Não quero mais a neutralidade. Quero assumir minha realidade e me expor e vencer o medo de errar que bloqueia o movimento e a criação. Quero pecar por excesso.

Esse blog é isso. Um exercício de Libertação.








domingo, 22 de abril de 2012

"O amor nos tempos do cólera" - um trecho

Achei muito bonito essa partezinha, que colo abaixo. Livro de Gabriel García Márquez.
Chorou pela primeira vez desde a tarde do desastre, sem testemunhas, que era seu único jeito de chorar. Chorou pela morte do marido, por sua solidão, sua raiva, e quando entrou no quarto vazio chorou por si mesma, porque muito poucas vezes tinha dormido sozinha nessa cama desde que deixara de ser virgem.

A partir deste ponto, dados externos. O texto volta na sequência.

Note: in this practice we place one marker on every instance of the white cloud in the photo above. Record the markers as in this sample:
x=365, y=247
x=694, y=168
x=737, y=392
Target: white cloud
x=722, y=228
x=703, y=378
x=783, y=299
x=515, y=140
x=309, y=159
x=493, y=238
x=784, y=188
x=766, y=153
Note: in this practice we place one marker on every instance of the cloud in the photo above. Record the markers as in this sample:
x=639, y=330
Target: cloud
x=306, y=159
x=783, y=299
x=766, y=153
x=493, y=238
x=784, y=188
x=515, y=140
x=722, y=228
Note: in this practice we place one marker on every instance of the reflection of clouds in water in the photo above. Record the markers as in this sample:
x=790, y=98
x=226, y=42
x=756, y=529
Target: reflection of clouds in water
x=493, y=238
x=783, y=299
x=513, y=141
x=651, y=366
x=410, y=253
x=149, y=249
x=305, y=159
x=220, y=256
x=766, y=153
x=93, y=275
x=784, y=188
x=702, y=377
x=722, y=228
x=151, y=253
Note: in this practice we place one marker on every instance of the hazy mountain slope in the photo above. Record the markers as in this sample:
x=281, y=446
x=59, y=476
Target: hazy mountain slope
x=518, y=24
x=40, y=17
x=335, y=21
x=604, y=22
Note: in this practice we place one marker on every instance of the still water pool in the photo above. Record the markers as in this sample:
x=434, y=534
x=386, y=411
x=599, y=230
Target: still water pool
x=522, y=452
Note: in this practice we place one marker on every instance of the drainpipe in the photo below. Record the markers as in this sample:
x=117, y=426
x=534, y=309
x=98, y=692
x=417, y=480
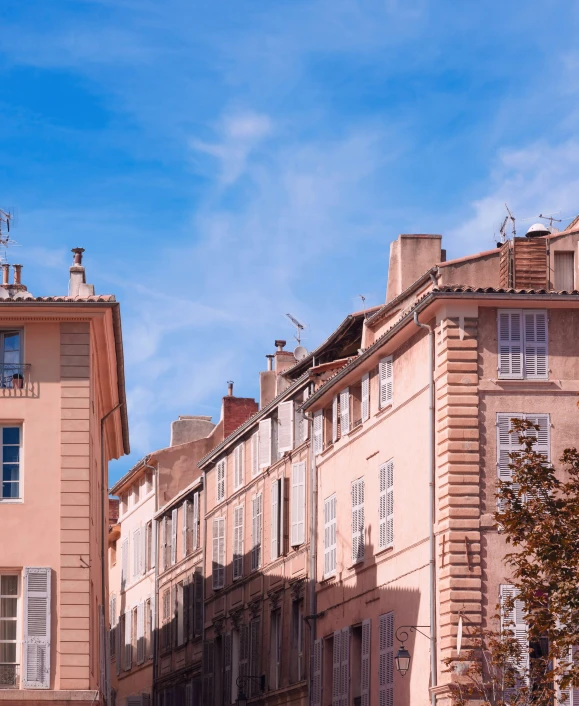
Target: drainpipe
x=104, y=541
x=432, y=471
x=313, y=550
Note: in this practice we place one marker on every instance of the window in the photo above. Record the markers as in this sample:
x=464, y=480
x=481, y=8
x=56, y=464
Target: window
x=10, y=359
x=330, y=536
x=8, y=619
x=298, y=504
x=358, y=535
x=386, y=506
x=256, y=528
x=523, y=344
x=386, y=373
x=220, y=487
x=11, y=437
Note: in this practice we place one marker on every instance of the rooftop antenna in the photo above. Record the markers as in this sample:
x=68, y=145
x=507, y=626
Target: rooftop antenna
x=299, y=328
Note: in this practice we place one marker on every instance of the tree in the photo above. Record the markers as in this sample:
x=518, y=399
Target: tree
x=538, y=517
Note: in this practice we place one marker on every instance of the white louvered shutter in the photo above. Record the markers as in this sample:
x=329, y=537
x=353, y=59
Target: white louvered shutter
x=335, y=413
x=196, y=523
x=285, y=418
x=345, y=668
x=365, y=663
x=513, y=621
x=220, y=487
x=358, y=520
x=345, y=411
x=365, y=397
x=37, y=618
x=317, y=680
x=174, y=515
x=330, y=536
x=318, y=431
x=386, y=375
x=510, y=357
x=186, y=529
x=298, y=504
x=265, y=443
x=337, y=669
x=254, y=455
x=218, y=552
x=238, y=542
x=386, y=660
x=536, y=345
x=275, y=502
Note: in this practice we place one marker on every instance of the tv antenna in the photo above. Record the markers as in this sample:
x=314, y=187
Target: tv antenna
x=299, y=328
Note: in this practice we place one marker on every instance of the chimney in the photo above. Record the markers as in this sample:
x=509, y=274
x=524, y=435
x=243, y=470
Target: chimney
x=77, y=286
x=411, y=256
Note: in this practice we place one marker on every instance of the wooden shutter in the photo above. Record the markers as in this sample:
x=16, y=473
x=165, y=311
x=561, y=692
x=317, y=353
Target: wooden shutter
x=275, y=502
x=337, y=669
x=37, y=619
x=358, y=520
x=174, y=516
x=335, y=412
x=265, y=443
x=254, y=455
x=386, y=660
x=513, y=621
x=536, y=345
x=285, y=417
x=317, y=680
x=238, y=542
x=365, y=663
x=220, y=487
x=365, y=397
x=386, y=371
x=218, y=552
x=510, y=356
x=298, y=503
x=319, y=431
x=330, y=536
x=345, y=411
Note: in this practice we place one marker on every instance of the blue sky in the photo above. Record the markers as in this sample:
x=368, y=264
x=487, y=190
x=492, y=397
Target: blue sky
x=224, y=163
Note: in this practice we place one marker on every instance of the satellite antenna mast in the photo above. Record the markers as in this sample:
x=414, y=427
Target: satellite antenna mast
x=299, y=328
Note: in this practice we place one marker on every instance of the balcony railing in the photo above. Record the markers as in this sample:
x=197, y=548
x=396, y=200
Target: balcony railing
x=15, y=376
x=9, y=676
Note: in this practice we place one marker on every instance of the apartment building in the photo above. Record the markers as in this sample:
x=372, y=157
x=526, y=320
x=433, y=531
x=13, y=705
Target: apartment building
x=409, y=437
x=132, y=557
x=62, y=417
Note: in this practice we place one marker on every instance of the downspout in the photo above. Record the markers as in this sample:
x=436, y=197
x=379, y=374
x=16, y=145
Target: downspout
x=432, y=472
x=313, y=551
x=104, y=539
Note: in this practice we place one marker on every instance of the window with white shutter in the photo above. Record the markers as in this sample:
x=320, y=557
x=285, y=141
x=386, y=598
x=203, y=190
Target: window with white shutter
x=345, y=411
x=330, y=534
x=256, y=530
x=285, y=419
x=298, y=504
x=365, y=662
x=366, y=397
x=318, y=431
x=238, y=459
x=513, y=622
x=358, y=534
x=218, y=564
x=386, y=375
x=254, y=454
x=386, y=506
x=523, y=344
x=37, y=618
x=265, y=443
x=237, y=542
x=220, y=485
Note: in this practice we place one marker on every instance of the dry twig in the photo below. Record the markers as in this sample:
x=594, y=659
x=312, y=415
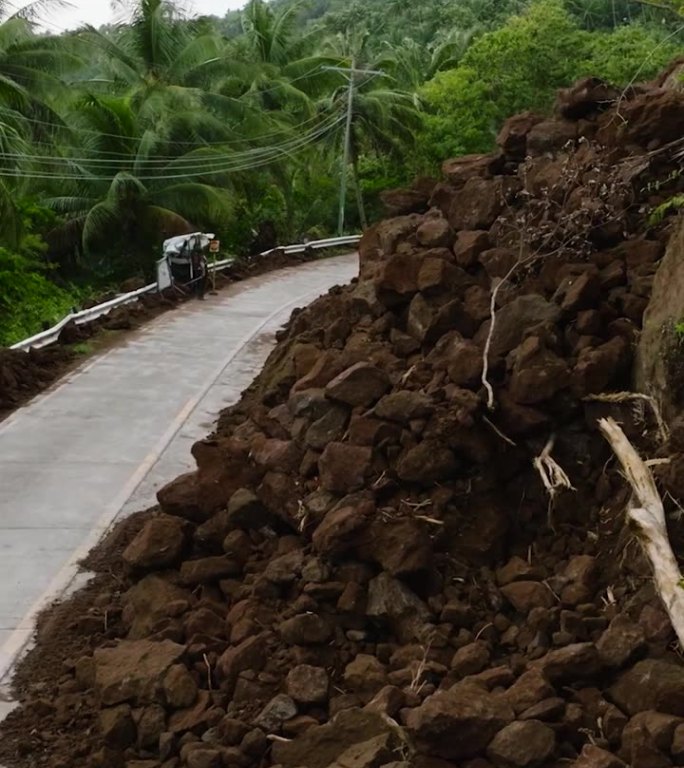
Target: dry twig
x=648, y=515
x=626, y=397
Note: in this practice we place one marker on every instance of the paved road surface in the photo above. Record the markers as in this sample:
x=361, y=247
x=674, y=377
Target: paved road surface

Tudo que era do esposo lhe atiçara o pranto: os chinelos de borlas, os pijamas debaixo do travesseiro, o espaço sem ele nos espelho da penteadeira, o cheiro pessoal dele em sua própria pele. Abalou-a um pensamento vago: “As pessoas que a gente ama deviam morrer com todas as suas coisas.” Não quis ajuda de ninguém para se deitar, não quis comer nada antes de dormir. Na angústia de sua desolação, rogou a Deus que lhe mandasse a morte esta noite durante o sono, e com essa ilusão se deitou, descalça mas vestida, e dormiu no mesmo instante. Dormiu sem saber, mas sabendo que continuava viva no sono, que lhe sobrava metade da cama, que jazia de costas na margem esquerda, como sempre, mas que lhe fazia falta o contrapeso do outro corpo na outra margem. Pensando adormecida pensou que nunca mais poderia dormir assim, e começou a soluçar adormecida, e dormiu soluçando sem mudar de posição na sua margem, até muito depois de acabarem de cantar os galos, e a despertou o sol invejável da manhã sem ele.